So why do everything you can to keep metadata intact? Because it’s from this information that new products can be automatically created, at a scale and rapidity that would be impossible otherwise. With every piece of metadata that you don’t throw away, you gain a factor more potential ways of slicing through your content and delivering it as a separate product, simply as a result of a database lookup.
Let me give a worked-out example of this, for starters. AnnArbor.com uses Movable Type as a publishing platform; as a part of that, we have tags for each story. A staff of journalists tagging their stories creates a lot of tags (because you are writing about a lot of things) and a few tags with a lot of stories (because you are writing a lot of stories about those things).
Keeping a collaboratively maintained set of tags sane is work (in the same way that moderating comments is work; but that's another post). When you are writing on a deadline, you don't have the luxury to work out every last possible reuse of your work, and so you don't tag aggressively. When you are copy editing, you might well have a reason to use or prefer a specific tag, in part because it lets you direct readers to previous coverage on the topic in a way that's much simpler than specifically deep linking to each page.

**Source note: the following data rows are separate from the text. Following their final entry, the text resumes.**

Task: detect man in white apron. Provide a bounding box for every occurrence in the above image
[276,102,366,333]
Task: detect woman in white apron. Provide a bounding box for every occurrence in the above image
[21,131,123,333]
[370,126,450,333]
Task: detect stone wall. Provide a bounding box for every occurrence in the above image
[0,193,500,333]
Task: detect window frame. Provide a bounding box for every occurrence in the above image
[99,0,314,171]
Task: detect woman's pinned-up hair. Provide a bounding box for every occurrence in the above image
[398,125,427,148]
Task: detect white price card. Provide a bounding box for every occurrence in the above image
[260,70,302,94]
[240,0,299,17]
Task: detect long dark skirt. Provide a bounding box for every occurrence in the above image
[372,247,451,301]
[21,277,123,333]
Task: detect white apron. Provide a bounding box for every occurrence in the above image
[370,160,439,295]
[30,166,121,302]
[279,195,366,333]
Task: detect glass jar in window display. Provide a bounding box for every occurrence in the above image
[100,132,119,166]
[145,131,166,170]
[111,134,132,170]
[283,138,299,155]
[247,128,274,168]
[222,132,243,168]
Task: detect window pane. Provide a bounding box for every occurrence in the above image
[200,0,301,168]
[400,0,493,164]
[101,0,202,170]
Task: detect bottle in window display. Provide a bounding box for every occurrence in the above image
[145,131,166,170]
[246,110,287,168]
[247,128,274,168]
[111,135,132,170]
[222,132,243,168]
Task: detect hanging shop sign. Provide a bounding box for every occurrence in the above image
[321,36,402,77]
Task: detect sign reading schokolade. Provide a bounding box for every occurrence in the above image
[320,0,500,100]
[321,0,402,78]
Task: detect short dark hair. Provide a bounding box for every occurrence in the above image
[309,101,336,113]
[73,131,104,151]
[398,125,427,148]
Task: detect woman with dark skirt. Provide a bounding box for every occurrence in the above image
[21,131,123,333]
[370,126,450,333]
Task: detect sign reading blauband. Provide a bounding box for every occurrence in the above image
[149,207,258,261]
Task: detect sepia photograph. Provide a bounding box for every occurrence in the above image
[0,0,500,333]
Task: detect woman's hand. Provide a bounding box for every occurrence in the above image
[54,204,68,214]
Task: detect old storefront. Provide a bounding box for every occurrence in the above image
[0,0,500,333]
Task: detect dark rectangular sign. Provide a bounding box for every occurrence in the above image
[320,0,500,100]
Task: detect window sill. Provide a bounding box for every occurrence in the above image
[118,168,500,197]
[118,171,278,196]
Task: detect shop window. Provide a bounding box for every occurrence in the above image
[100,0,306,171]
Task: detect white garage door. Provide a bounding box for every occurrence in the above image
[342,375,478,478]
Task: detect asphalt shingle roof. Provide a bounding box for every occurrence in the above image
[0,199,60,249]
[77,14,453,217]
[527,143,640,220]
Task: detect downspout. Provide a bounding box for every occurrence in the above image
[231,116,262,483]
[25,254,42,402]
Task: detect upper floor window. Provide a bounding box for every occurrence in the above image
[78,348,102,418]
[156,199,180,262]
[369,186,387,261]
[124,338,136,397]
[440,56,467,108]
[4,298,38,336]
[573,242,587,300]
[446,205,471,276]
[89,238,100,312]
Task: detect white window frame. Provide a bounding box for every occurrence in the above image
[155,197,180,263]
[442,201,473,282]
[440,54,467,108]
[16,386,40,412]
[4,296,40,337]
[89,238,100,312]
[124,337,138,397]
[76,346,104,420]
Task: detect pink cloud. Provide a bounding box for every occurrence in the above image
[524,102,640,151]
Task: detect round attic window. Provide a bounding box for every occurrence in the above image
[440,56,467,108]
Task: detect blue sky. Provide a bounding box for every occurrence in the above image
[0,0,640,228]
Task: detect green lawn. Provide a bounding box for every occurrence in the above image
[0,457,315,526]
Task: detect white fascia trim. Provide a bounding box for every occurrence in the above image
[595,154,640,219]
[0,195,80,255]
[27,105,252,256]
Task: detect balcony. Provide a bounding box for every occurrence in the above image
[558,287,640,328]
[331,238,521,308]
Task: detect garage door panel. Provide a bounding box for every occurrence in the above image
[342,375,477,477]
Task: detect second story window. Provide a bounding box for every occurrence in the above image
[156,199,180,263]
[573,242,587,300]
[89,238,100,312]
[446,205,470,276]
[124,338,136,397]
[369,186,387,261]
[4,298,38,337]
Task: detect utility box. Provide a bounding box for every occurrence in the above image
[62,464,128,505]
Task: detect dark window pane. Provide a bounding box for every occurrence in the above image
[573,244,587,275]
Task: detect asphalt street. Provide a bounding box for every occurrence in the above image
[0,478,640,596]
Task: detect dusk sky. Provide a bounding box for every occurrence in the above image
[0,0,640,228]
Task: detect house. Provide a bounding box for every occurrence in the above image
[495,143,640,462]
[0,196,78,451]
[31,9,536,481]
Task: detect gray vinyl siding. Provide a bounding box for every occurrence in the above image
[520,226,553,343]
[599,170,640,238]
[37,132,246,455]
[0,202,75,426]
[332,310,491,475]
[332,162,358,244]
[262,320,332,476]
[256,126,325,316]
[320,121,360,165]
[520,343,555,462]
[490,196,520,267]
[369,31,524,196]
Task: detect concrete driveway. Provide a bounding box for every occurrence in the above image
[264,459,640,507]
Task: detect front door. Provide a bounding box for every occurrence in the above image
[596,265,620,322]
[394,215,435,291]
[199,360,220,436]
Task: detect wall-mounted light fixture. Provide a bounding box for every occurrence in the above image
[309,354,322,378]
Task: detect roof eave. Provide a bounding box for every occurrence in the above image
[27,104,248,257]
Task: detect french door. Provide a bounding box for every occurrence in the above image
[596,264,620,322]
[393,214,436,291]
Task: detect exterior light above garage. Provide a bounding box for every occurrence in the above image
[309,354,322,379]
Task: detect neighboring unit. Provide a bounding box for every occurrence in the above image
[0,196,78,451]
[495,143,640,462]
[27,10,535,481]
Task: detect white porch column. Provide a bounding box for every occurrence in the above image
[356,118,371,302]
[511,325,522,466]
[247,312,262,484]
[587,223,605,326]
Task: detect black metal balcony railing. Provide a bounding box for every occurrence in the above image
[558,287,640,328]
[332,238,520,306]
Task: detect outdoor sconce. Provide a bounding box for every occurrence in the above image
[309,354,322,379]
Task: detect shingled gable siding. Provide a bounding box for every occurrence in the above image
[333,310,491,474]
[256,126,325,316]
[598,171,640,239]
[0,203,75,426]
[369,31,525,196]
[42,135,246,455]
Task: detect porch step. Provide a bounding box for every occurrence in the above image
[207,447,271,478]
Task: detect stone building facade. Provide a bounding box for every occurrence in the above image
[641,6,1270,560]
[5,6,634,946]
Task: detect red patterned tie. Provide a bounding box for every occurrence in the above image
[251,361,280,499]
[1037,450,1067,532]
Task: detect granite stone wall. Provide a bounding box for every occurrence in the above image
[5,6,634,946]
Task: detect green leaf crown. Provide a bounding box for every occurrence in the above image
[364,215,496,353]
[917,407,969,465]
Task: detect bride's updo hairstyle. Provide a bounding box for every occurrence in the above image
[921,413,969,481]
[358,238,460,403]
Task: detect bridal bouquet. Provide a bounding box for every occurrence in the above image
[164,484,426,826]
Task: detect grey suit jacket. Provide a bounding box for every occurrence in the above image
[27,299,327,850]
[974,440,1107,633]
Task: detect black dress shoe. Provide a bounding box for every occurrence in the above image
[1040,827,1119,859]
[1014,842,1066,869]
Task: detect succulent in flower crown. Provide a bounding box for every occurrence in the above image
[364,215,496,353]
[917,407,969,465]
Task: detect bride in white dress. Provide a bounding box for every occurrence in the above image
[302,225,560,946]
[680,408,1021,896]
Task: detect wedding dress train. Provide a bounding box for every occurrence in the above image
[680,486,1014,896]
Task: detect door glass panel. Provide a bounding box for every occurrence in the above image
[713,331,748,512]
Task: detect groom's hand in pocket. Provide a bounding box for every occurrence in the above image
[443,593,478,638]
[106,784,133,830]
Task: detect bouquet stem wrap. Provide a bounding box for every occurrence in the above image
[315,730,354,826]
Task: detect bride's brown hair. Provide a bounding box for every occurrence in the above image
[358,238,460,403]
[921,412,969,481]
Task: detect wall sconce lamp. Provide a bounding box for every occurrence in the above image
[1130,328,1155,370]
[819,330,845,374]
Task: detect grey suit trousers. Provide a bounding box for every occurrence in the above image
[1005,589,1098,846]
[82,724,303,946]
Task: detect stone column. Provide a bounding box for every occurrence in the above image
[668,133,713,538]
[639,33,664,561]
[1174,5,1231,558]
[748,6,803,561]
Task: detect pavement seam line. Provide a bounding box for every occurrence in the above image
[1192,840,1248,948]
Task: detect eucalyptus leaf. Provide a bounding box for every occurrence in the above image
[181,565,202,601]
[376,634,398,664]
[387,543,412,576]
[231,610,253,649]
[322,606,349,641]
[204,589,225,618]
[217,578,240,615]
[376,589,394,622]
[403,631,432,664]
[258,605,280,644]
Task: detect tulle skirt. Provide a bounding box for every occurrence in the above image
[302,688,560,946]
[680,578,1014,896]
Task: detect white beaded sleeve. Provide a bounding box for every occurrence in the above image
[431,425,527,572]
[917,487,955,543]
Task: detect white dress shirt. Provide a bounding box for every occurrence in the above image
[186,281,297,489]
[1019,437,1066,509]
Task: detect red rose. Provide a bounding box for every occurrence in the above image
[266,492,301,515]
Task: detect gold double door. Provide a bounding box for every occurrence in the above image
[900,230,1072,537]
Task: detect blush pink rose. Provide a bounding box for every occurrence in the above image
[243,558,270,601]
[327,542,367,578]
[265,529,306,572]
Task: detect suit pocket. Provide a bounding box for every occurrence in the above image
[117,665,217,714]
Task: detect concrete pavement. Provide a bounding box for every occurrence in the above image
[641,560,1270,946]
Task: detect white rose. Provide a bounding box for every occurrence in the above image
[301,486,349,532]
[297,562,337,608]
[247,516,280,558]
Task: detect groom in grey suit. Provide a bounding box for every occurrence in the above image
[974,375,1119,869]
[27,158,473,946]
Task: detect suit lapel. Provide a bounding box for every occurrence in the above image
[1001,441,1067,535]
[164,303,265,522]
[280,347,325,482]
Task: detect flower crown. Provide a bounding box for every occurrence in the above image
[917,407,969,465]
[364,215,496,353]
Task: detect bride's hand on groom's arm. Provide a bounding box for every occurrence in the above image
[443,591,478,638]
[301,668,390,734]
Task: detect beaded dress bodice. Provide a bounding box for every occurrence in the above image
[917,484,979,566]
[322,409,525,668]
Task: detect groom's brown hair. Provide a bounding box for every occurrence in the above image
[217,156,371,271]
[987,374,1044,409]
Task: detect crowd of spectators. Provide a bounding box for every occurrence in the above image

What helps me keep some part of some of the metadata I care about within the AnnArbor.com world sane is to build links to the stories that I want to refer to from an outside source - in this case Arborwiki - and as I'm doing updates to that site use it as a sanity spot-check for coverage. Some wiki templates help speed the process of explicit linking, and an internal category helps me figure out what fragment of the tag space I've covered. When I see a story that isn't easy to link to from a relevant page, I go back and add the tag - not because it's useful in the abstract, but because it's relevant to one specific external instance.
In this way I think that Ben is missing one of the elements of metadata, the element that says that you never really stop working on it, and that simple repurpose through a database lookup only works when you are still actively editing the database. There's nothing worse that going to a lot of work doing an attractively formatted page that's driven by a database query against a database that you can't control, and having to answer the question why a certain piece of unwanted data is there and having someone stop you in your chair and watch over your keyboard until it's gone.
Metadata only works when you un-meta it and deal with it again as data. The list of metadata elements that I care enough to keep updating is not just meta; it's a first class real list, one that has to be treated as a first class citizen and not just some accidental system artifact. Sometimes the metadata you expose just makes it clear how incomplete your first pass at storytelling was and what it takes to bring it back to the level of refinement that you expect.
(tags: stopped watched; so meta it hurts; arborwiki)